New influences are coming in, maybe older ones are leaving. Although right now, Steampunk is still expanding, little if anything is being pushed out at the edges. An example very close to home:
My blog was recently called:

skewed slightly toward Lovecraftian steampunk.

I totally agree with that statement. It seems the Lovecraftian Mythos is quite popular in the scene, just go looking for it on the ætherweb. Plenty of sites mixing Steampunk and Lovecraft, a popular example is Myke Amend’s art.

I think some Steampunks think Lovecraft is horror and has nothing to do with Steampunk, i.e. it is not part of the scene. For me, operating out of Europe, I think Weird West is a bit on the fringe but this is purely cultural. I am rather convinced some of my American friends would be puzzled about my interpretation of German miliary Steampunk, The Kaiserliches Zeppelinkorps, since it is unlikely the way they imagine it (it is historically far more accurate). No, this is not intended as a snide remark, I have encountered Americans with German personas and find them rather stereotypical in an unfortunate way.

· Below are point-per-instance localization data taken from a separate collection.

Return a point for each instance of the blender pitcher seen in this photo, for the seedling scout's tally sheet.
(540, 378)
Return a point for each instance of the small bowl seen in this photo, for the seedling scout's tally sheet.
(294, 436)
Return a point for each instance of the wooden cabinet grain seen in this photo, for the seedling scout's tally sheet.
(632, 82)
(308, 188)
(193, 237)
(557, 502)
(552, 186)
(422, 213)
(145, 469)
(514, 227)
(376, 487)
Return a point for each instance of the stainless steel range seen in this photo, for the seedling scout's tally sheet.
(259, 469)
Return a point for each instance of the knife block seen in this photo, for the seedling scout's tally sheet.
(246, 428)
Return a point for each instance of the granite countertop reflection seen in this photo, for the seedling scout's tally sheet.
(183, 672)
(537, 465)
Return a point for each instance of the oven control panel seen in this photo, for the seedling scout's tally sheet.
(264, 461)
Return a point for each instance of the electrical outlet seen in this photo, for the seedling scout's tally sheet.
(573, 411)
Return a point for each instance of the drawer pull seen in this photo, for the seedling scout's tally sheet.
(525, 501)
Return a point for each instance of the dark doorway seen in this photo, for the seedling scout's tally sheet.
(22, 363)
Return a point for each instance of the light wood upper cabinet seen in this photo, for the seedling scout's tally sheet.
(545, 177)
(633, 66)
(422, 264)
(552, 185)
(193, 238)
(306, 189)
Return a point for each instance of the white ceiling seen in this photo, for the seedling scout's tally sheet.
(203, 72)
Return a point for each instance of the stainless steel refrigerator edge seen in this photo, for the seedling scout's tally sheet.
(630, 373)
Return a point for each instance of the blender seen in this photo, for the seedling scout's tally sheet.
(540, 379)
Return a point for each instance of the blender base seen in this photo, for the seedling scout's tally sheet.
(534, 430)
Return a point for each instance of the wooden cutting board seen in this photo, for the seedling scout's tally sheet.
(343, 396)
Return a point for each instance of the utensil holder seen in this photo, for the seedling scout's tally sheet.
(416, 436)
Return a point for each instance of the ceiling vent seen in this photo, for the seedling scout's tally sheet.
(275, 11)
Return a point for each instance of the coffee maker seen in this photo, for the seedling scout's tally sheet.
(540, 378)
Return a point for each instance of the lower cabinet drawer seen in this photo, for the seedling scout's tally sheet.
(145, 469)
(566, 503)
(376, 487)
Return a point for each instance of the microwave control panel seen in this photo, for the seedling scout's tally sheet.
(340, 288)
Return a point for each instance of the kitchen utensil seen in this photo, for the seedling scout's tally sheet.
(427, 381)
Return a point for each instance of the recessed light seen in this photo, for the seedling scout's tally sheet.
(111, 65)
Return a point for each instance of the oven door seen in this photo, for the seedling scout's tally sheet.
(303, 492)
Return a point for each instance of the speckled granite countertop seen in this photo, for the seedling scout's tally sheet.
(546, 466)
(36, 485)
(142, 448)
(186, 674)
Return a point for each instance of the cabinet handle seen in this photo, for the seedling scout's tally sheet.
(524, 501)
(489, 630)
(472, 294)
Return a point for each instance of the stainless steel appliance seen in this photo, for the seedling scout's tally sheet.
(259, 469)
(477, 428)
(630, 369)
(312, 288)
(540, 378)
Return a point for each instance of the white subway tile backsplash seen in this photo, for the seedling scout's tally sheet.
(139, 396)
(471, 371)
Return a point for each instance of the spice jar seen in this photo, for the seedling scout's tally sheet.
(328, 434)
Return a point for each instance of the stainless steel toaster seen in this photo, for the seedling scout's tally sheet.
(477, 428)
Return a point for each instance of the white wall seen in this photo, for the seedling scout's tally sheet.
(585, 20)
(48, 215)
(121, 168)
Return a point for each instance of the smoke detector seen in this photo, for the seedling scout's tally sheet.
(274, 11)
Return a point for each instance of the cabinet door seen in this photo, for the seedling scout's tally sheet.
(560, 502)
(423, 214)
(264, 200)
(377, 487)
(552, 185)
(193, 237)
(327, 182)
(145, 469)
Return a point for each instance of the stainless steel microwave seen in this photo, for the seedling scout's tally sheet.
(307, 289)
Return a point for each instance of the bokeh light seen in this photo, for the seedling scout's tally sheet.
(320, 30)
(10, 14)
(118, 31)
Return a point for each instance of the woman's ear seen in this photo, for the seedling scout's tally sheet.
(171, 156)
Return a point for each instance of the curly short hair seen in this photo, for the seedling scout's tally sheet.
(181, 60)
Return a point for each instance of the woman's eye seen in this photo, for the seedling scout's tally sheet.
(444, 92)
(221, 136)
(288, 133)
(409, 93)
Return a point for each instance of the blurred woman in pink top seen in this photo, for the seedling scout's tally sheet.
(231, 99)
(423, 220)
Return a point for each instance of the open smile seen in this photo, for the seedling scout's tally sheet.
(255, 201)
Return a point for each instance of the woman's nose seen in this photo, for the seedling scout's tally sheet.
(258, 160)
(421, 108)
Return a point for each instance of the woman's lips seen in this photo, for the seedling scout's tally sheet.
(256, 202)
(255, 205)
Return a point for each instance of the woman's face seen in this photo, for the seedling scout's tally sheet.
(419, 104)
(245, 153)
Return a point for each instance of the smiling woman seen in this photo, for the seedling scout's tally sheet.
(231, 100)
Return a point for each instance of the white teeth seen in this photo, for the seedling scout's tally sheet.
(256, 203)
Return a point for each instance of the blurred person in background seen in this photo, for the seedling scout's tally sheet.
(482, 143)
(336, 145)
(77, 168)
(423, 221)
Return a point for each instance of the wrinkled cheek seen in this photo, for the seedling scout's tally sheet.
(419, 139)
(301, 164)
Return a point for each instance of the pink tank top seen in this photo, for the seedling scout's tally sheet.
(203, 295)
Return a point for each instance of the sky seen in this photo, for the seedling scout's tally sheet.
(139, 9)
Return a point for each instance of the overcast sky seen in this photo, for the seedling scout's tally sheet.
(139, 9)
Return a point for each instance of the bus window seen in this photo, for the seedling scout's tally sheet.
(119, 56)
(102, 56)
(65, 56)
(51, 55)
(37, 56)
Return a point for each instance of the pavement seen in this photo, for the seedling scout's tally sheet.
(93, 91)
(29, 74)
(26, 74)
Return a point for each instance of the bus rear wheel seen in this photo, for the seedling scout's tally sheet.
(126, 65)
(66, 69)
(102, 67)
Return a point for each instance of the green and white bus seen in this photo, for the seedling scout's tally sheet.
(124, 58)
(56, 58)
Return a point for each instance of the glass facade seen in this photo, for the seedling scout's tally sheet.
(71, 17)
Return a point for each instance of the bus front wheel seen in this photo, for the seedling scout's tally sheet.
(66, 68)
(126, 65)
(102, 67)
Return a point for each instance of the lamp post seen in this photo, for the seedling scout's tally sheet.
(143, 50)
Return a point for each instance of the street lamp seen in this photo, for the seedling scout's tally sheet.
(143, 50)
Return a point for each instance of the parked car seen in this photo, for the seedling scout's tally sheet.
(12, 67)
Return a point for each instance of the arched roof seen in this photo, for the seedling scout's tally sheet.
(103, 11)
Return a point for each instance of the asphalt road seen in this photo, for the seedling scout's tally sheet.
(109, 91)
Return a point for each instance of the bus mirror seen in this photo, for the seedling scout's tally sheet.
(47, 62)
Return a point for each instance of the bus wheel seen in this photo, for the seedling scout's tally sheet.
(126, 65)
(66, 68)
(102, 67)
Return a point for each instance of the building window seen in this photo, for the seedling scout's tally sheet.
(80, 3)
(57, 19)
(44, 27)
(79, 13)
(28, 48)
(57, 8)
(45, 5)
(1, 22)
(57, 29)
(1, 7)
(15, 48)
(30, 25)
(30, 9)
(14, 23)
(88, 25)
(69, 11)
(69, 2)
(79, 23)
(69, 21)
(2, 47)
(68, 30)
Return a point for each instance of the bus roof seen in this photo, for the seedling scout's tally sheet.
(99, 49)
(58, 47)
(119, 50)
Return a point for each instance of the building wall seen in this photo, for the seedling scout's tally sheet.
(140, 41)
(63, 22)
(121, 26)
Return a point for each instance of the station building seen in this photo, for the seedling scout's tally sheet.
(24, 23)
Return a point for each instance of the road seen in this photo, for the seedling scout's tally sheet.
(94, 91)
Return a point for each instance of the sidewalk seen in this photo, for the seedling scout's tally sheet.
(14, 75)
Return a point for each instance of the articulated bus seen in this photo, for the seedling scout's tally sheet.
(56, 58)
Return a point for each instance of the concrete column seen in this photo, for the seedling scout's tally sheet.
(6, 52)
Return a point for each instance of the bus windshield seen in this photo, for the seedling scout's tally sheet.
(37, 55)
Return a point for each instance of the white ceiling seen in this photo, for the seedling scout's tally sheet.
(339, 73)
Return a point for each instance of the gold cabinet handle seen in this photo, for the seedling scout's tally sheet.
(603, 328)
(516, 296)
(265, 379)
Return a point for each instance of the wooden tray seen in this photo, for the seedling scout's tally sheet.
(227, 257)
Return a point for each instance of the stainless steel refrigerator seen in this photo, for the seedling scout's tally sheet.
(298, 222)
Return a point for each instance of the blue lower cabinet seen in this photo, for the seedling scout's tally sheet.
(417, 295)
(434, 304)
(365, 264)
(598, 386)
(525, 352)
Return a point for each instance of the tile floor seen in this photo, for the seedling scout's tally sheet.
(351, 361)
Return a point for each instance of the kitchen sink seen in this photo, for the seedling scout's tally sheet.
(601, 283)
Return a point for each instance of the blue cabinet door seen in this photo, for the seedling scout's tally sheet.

It would be like every European Steampunk with an American persona would pick a name like “Jack Strong” or “Charly Jones” or “Bill McFly” and they would always be from Texas or New York City.

Still, this is all well and good. It means diversity. Steampunk is now big enough to encompass a number of biotopes, or rather sociotopes for Steampunks of all shapes and sizes to grow into and evolve. So, let us evolve together into a future where we are all bigger, faster and stronger!

If we do not manage this, Steampunk will be replaced by stronger, fitter subcultures and we do not want this, do we?